Waikato Women’s Refuge working collaboratively
Waikato Women’s Refuge working collaboratively to help high-risk whānau
Waikato Women’s Refuge is part of a pilot programme aimed at enabling multi-agency collaboration to make a real difference in the lives of whānau experiencing family violence.
The Integrated Safety Response framework sees government and non-government agencies working together to support victims of family violence – Police, CYF, Corrections, Health, specialist family violence groups and kaupapa Maori services.
Waikato is the second pilot site for the programme and launched in October last year. The first pilot site, Christchurch, launched in July 2016. Both sites have government support in the form of $1.4 million in funding from the Justice Sector Fund.
Last week the government also announced $1.1 million of funding to provide short-term housing for perpetrators of family violence in Hamilton and Christchurch to ensure victims are kept safe and are able to stay in their own homes.

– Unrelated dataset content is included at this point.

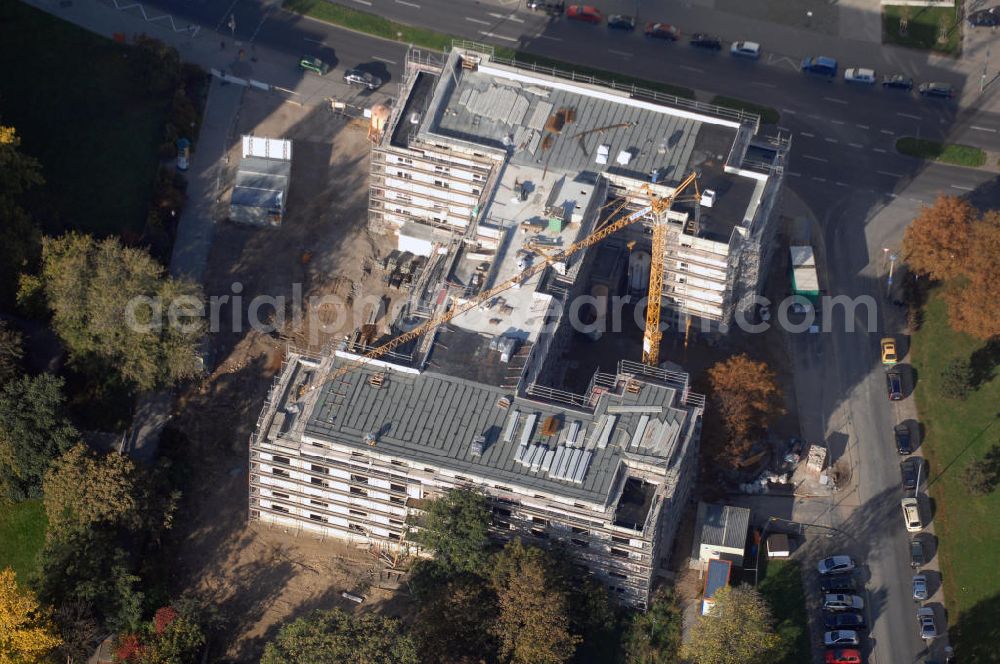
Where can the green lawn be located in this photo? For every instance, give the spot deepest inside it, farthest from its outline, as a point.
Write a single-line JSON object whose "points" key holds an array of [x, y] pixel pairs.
{"points": [[781, 586], [967, 527], [22, 533], [925, 26], [71, 97], [948, 153]]}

As part of the Integrated Safety Response framework, Waikato Women’s Refuge oversees a small group of Independent Victim Specialists whose role is to be a voice for victims of family violence and advocate for their best interests to the other agencies in the programme.
Rolina Karapu, Waikato Women’s Refuge’s Crisis and Community Service Manager, supports and manages the network of victim specialists and says they are critical to helping the Integrated Safety Response framework achieve its purpose.
“Too often we hear from our families and whānau the bad experiences they have had with statutory agencies in the past; they feel like the system has let them down.
“The importance of our role is that we can come in and help break down those barriers between whānau and statutory agencies by advocating explicitly for the needs of whānau.”
Ms Karapu says the most important aspect of their job is that they validate the experiences of victims.
“We listen to their story and we listen to what their needs are, and we follow through on addressing those needs. We do what we say we will, and in doing that we build trust with whānau and victims of family violence.”
She says the front-line nature of their work gives them valuable knowledge to put on the table so that everyone involved can plan an effective response to a violent whānau situation.
There are also independent victim specialists in Thames, Tokoroa and Waitomo. The Integrated Safety Response framework works right across the wider Waikato region and is overseen by the Ministerial Group on Family Violence and Sexual Violence.
In March, Justice Minister Amy Adams said the ISR pilot had helped over 24,000 people through the development of more than 8,000 family safety plans between July 2016 and February 2017; 776 cases per month in Christchurch and 951 per month in Waikato. She said the pilot programme was making a difference and had prevented cases where serious harm or death could have occurred, due to information sharing and inter-agency collaboration.
The ISR is expected to replace existing models of inter-agency family violence response.
Waikato Women’s Refuge – Te Whakaruruhau
Waikato Women’s Refuge – Te Whakaruruhau was established in 1986 by a group of local Māori women. It’s grown from a one-bedroom flat into six safe houses across Hamilton City and provides 24/7 crisis services as well as working with families to create long-term change in domestic violence. The Waikato Women’s Refuge takes an integrated approach to family violence working with a variety of agencies, but it is not connected with the national women’s refuge collective.
Waikato Women’s Refuge helps about 4000 Waikato women a year escape violent and abusive relationships.